Taking any number of arguments isn't possible not because of a constraint of static typing, but because D doesn't have variadic templates; no language I know of does.

Here's a way in which it could be extended to include it (this would support keyword arguments, if the language did):

    // Specify that the template can take any number of argument types
    // that are stashed in the virtual tuple ArgumentTypes.
    class Memoize (ReturnType, ArgumentTypes...)
    {
        // Expand ArgumentTypes into the type so that it takes all the
        // specified parameters.

        alias ReturnType function (ArgumentTypes...) FunctionType;

        FunctionType call;

        // In this context it's treated as its tuple, which is a kind of
        // struct with overloaded opCmp, opEquals, and opHash, so that
        // it can be used in associative arrays like this.

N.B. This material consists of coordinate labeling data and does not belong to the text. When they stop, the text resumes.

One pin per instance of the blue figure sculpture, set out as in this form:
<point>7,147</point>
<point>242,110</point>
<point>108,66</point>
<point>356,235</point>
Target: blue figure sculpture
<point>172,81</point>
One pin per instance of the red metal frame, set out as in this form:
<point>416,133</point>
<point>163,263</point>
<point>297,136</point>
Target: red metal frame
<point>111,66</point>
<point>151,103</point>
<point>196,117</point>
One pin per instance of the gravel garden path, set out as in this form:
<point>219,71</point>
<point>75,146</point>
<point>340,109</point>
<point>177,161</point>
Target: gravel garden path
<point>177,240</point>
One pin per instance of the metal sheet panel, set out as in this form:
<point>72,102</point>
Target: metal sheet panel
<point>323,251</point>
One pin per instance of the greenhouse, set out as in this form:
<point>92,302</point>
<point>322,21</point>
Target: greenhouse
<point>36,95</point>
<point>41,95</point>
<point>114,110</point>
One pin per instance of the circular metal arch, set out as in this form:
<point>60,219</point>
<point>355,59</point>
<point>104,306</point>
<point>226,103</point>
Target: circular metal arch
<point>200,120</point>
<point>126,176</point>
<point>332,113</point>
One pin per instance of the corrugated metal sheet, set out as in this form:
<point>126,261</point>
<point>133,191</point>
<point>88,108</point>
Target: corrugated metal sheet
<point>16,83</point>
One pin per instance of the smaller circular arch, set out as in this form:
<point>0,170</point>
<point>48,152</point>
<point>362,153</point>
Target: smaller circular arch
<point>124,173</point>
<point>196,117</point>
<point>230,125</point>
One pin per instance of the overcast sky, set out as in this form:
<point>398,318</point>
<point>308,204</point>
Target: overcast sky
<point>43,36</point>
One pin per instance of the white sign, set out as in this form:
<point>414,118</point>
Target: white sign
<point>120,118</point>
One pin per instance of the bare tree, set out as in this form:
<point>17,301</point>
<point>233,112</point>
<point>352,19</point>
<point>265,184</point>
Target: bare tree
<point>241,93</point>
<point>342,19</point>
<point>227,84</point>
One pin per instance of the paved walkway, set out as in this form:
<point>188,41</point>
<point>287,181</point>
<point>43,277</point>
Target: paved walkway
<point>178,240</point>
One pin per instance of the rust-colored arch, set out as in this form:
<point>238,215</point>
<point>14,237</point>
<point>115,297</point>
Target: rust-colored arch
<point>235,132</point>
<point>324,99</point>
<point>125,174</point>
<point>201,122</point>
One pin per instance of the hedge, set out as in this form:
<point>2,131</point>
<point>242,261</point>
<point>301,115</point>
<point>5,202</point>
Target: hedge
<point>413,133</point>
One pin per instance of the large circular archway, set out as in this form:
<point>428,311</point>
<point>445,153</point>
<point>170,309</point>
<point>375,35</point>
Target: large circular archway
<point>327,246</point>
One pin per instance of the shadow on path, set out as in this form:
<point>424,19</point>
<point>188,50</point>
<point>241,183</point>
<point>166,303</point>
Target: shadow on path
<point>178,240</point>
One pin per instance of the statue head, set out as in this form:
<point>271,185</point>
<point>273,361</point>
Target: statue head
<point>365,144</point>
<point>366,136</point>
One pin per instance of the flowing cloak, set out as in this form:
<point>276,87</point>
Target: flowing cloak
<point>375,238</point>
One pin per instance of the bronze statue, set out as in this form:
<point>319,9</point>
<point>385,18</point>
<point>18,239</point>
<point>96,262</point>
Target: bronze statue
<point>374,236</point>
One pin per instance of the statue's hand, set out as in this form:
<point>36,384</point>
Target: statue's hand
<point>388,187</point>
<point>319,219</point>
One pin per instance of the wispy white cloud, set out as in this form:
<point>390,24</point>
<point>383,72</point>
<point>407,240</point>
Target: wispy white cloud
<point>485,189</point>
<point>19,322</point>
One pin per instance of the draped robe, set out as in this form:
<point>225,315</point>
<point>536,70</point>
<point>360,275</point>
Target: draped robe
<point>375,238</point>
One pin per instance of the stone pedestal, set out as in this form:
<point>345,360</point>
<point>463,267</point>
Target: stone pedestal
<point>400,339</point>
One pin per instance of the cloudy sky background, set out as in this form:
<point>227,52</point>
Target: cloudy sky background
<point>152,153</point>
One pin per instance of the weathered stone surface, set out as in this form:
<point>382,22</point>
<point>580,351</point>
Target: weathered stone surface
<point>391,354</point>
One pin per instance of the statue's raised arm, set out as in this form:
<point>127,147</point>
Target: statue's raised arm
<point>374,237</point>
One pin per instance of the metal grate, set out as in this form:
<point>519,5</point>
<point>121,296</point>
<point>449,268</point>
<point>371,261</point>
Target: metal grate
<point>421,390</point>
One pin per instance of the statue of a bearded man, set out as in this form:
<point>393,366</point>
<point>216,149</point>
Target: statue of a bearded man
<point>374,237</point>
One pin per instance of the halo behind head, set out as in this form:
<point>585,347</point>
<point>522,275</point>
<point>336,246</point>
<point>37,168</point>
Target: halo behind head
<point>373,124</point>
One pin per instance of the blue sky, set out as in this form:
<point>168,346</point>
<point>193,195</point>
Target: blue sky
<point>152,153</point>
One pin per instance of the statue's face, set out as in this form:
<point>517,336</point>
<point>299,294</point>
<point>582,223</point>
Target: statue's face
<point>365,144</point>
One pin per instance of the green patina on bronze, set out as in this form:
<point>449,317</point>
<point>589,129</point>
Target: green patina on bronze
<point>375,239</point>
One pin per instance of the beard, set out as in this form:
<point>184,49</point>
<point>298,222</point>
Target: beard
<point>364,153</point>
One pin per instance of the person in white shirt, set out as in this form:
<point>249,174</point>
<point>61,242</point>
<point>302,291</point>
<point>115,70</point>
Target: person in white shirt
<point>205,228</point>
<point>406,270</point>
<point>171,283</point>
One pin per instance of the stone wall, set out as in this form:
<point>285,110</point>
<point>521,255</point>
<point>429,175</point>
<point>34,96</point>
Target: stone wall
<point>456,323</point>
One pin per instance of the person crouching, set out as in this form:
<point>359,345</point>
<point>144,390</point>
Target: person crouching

        ReturnType [ArgumentTypes] cache;

        this (FunctionType vcall)
        {
            this.call = vcall;
        }

        // This function takes the argument list and stashes it in args.

        synchronized ReturnType opCall (ArgumentTypes args...)
        {
            ReturnType *pointer = args in cache;

            // The final context: when used in a function call, expand
            // a tuple into the arguments.

            if (pointer is null)
                return cache [args] = call (args...);
            return *pointer;
        }
    }

    Memoize! (int, int) memo = new Memoize! (int, int) (&fib);

This is still all statically-typed, but that's not a word with much meaning.  A statically-typed language is the same as a dynamically-typed language - it merely has constraints on what values can be assigned to a variable.  D limits constraints to a given type and its inheritors, so to make D dynamically-typed, you only need to specify a type which all other types inherit from or can be considered as, such as box or a void pointer or Object in some scenarios.  A statically-typed language like Cecil allows constraints based on arbitrary predicates, and doesn't have obstructing constructs like value types (which in D's case are simply reference types which initialise implicitly, duplicate on assignment, and are not considered inheritors of Object).

If you try to treat D - but not Cecil - as a dynamically-typed language, you'll get into troubles because you'll have to cast an object before you can send a given message to it.  But that is purely a difference in message dispatching; it doesn't have anything to do with static typing.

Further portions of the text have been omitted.